C’est le suicide au commissariat d’un jeune sous-brigadier, le 13 janvier dernier, qui déclenchait une mission d’écoute les 22, 23 et 24 janvier 2008 (1). Le haut fonctionnaire de l’IGPN qui conduisait l’écoute remettait son rapport le 08 février 2008 dans lequel il  » exonère la hiérarchie du commissariat de toute faute  » (1).

Selon les informations disponibles ce jeune sous-brigadier est arrivé à Tours en septembre 2005 (2). Il était préoccupé par un problème professionnel qui n’a pas été « identifié » (1). Sa compagne étant elle-même policière (2) il est plus que probable qu’elle aura été entendue par la mission d’écoute. Aucune information venant d’elle n’a été rendu disponible, ce qui se comprend.

La mission d’écoute note toutefois qu’il « existe des difficultés relationnelles au sein du personnel  » (1).

QUE S’EST-IL PASSE EN 4 ANS AU COMMISSARIAT DE TOURS ?

En 4 ans 5 événements associés à 11 policiers de Tours peuvent être « officiellement » recensés (auxquels il faut ajouter deux témoins assistés).

Depuis 4 ans le commissariat de Tours voit les « événements » s’accumuler.

Le 08 juilet 2005 le Tribunal Correctionnel de Tours condamne deux fonctionnaires de police et leur supérieur hiérarchique pour agressions sexuelles sur une de leur jeune collègue (3). Les faits remontaient à 2003. La presse locale parlait « d’anciens fonctionnaires » car ils avaient été radiés entre la date des faits et celle du jugement. Mais qu’on le veuille ou non les trois comparses étaient policiers au moment des faits.

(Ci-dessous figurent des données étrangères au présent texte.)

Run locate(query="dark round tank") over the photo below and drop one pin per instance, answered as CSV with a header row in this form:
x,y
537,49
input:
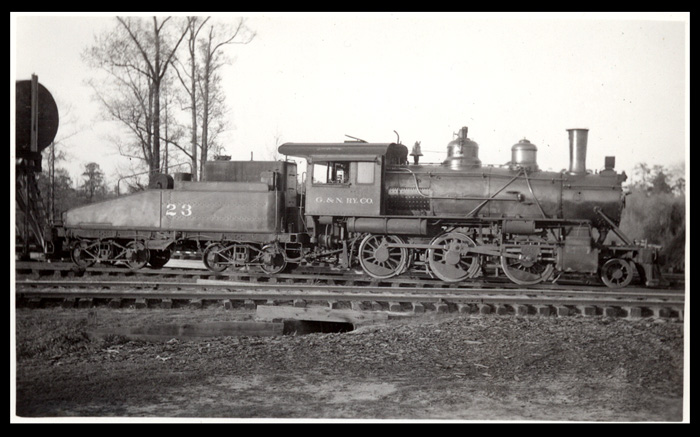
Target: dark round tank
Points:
x,y
47,117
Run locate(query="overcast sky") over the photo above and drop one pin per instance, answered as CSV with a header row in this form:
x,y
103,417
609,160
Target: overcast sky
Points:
x,y
315,77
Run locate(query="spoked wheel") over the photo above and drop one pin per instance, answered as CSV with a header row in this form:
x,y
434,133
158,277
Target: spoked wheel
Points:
x,y
81,256
453,262
158,258
273,259
527,269
380,261
136,255
617,273
214,258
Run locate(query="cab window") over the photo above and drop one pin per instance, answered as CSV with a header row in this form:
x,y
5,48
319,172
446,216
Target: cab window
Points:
x,y
331,173
365,172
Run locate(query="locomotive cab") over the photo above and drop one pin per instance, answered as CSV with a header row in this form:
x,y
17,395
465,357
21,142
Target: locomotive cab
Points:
x,y
345,179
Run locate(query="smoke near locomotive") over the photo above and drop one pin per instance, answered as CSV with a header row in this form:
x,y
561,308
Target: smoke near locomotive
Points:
x,y
376,207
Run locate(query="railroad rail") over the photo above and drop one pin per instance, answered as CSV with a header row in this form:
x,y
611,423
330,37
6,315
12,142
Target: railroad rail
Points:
x,y
396,299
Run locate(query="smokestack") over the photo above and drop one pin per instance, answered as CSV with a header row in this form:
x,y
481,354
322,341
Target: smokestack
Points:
x,y
578,142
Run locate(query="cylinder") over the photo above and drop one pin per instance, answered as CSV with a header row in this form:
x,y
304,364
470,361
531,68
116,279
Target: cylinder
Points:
x,y
578,142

Entre 2007 et début 2008 trois suicides ont été observés concernant des policiers du même commissariat (4,5). Les deux derniers se sont déroulé l’un en décembre 2007 et l’autre en janvier 2008 (6). Selon les informations disponibles ils concernaient tous du personnel travaillant au commissariat depuis au moins 3 ans.

Le 21 juin 2008 la presse locale annonçait que « Trois policiers (étaient) mis en examen pour des violences » (7). Les faits remontaient au 11 septembre 2005. Deux autres fonctionnaires étaient également impliqués dans le dossier et ont été entendu par le juge « en qualité de témoins assistés » (8).

Le 04 février 2008 une plaignante déposait plainte contre un capitaine de police du même commissariat pour  » faux témoignage, dénonciation calomnieuse, abus d’autorité et de fonction et abus d’une qualité vraie » en relation avec l’affaire du Juge Terive. A ce jour la plaignante est sans nouvelle de cette plainte qui est toujours entre les mains du Procureur Adjoint Cruz.

Le 13 mai 2008 un plaignant déposait une plainte contre un autre capitaine du même commissariat pour  » Dénonciation calomnieuse  » (9). Le 20 juin, soit 27 jours calendaires plus tard, le Procureur Varin classait la plainte sans suite. Ce délai lui aura été suffisant pour mener à bien l’instruction de cette plainte ainsi que l’enquête interne aux services de police, le plaignant ayant par ailleurs informé directement le Directeur Général de la Police Nationale.